JAX for Machine Learning: how it works and why learn it

JAX is the new kid in Machine Learning (ML) town and it promises to make ML programming more intuitive, structured, and clean. It can possibly replace the likes of Tensorflow and PyTorch despite the fact that it is very different in its core.

As a friend of mine said, we had all sorts of Aces, Kings, and Queens. Now we have JAX.

In this article, we will explore what is JAX and why one should use it over all the other libraries. We will make our points using code snippets that capture the power of JAX and we will present some good-to-know features of it.

If that sounds interesting, hop in.

What is Jax?

Jax is a Python library designed for high-performance ML research. Jax is nothing more than a numerical computing library, just like Numpy, but with some key improvements. It was developed by Google and used internally both by Google and Deepmind teams.

Source: JAX documentation

Install JAX

Before we discuss the main advantages of JAX, I suggest you to install JAX in your Python environment or in a Google colab so you can follow along and run the code by yourself.
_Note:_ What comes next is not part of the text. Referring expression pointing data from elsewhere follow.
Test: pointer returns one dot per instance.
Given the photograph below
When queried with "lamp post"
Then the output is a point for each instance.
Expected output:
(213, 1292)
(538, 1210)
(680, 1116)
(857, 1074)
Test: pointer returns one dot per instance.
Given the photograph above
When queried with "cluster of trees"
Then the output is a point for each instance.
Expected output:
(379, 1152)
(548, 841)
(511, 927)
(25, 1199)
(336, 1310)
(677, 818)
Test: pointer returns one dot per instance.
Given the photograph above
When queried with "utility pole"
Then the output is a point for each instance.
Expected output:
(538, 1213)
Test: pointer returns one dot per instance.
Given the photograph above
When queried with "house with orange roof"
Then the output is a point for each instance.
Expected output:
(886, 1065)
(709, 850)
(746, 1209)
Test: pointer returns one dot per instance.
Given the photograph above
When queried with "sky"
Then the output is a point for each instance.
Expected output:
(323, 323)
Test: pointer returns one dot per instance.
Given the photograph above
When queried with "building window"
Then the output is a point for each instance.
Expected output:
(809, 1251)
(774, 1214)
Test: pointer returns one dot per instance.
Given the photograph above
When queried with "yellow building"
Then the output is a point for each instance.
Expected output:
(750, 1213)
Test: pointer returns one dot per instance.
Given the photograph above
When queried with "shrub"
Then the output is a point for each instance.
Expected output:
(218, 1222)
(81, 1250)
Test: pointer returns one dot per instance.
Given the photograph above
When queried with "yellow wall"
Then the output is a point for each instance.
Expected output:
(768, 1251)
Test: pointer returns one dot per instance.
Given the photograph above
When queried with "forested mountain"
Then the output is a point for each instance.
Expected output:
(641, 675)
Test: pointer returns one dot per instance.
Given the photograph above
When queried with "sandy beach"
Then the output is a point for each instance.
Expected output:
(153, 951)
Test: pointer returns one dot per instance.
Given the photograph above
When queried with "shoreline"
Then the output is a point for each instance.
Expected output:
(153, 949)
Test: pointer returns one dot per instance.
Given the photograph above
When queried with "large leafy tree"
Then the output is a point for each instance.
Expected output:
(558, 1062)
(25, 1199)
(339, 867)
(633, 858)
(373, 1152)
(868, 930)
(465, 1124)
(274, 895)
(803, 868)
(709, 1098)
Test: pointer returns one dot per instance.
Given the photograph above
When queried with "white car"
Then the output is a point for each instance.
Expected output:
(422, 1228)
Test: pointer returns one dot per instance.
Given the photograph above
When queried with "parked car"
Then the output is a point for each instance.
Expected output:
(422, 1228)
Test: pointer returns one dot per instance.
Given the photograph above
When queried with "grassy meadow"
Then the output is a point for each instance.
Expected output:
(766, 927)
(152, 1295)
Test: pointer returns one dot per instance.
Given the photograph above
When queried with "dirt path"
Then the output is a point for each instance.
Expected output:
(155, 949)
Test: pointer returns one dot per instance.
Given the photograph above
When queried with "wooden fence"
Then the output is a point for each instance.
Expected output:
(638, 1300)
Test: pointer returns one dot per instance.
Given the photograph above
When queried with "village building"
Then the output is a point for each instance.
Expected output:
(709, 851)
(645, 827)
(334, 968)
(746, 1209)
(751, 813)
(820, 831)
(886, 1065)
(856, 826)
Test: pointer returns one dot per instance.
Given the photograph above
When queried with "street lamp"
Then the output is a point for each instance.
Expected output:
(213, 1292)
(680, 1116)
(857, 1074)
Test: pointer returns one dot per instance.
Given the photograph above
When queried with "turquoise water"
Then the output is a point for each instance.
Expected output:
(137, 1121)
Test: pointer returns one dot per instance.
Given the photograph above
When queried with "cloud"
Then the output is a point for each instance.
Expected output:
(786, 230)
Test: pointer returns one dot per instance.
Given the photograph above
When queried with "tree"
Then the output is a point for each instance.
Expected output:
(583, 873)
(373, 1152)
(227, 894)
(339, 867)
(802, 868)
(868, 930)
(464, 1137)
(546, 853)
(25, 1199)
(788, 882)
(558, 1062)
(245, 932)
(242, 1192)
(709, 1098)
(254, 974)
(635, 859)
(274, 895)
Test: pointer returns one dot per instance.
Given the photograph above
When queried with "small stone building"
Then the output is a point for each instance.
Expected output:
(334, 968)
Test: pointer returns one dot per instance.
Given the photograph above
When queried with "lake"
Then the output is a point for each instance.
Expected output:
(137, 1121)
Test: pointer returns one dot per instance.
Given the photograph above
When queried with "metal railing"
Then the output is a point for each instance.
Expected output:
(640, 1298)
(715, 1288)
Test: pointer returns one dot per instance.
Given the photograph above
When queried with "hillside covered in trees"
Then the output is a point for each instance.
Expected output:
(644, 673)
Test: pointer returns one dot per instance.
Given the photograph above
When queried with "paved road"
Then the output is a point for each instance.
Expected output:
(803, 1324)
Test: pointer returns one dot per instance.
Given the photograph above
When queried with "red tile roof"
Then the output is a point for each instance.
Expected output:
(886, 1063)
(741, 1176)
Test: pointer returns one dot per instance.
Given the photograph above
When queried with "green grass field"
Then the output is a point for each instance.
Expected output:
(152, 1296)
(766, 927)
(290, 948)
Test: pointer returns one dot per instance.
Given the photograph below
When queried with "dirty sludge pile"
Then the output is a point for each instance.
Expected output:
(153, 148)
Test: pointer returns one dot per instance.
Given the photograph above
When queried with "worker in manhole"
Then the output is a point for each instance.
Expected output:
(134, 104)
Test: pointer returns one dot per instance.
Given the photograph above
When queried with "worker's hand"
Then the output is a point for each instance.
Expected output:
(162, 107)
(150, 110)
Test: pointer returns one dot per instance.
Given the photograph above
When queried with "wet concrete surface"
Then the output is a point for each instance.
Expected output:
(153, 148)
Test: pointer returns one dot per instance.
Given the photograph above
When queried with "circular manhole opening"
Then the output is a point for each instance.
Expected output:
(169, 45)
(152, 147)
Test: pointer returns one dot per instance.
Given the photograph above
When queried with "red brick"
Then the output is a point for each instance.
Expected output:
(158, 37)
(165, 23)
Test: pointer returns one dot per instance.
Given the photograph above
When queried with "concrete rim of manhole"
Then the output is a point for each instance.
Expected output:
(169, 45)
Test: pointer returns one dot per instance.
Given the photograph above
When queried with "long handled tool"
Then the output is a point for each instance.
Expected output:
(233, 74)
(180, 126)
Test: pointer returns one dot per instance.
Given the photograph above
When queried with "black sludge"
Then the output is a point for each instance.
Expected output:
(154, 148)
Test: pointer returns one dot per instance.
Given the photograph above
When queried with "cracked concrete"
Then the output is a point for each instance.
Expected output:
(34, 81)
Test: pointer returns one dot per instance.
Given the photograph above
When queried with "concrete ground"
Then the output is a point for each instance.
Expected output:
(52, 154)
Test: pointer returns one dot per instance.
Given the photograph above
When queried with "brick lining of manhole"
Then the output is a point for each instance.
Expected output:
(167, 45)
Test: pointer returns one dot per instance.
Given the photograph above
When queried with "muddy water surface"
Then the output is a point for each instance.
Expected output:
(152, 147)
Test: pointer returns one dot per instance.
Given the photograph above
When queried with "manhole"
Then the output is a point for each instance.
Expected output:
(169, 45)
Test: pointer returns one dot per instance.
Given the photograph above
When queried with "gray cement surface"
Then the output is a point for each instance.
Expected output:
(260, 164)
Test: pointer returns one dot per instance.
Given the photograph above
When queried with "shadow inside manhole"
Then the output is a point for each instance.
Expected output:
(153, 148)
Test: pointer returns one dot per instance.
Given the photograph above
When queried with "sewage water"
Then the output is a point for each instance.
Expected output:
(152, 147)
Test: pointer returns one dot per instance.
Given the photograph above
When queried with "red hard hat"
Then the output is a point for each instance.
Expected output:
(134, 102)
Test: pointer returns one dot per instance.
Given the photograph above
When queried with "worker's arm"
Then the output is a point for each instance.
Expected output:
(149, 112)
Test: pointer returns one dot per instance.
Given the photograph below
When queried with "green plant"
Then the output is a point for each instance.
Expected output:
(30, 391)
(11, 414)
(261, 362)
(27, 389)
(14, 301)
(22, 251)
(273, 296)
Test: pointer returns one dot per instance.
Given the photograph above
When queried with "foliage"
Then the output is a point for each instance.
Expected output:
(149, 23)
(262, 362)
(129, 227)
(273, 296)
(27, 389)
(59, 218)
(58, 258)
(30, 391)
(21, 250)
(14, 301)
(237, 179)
Of course, I will leave a link to the full code at the end of the article.

To install JAX, we can simply use pip from our command line:

$ pip install --upgrade jax jaxlib

Note that this will support execution-only on CPU. If you also want to support GPU, you first need CUDA and cuDNN and then run the following command (make sure to map the jaxlib version with your CUDA version):

$ pip install --upgrade jax jaxlib==0.1.61+cuda110 -f https://storage.googleapis.com/jax-releases/jax_releases.html

For troubleshooting, check the official Github instructions.

Now let’s import JAX alongside Numpy. We will use Numpy to compare different use cases.

import jax
import jax.numpy as jnp
import numpy as np

JAX basics

Let’s start with the basics. As we already told, JAX’s main and only purpose is to perform numeric operations in an expressible and high-performance way. This means that the syntax is almost identical to Numpy. For example, if we want to create an array of zeros, we’d have:

x = np.zeros(10)

y= jnp.zeros(10)

The difference lies behind the scenes.

The DeviceArray

You see one of JAX’s main advantages is that we can run the same program, without any change, in hardware accelerators like GPUs and TPUs.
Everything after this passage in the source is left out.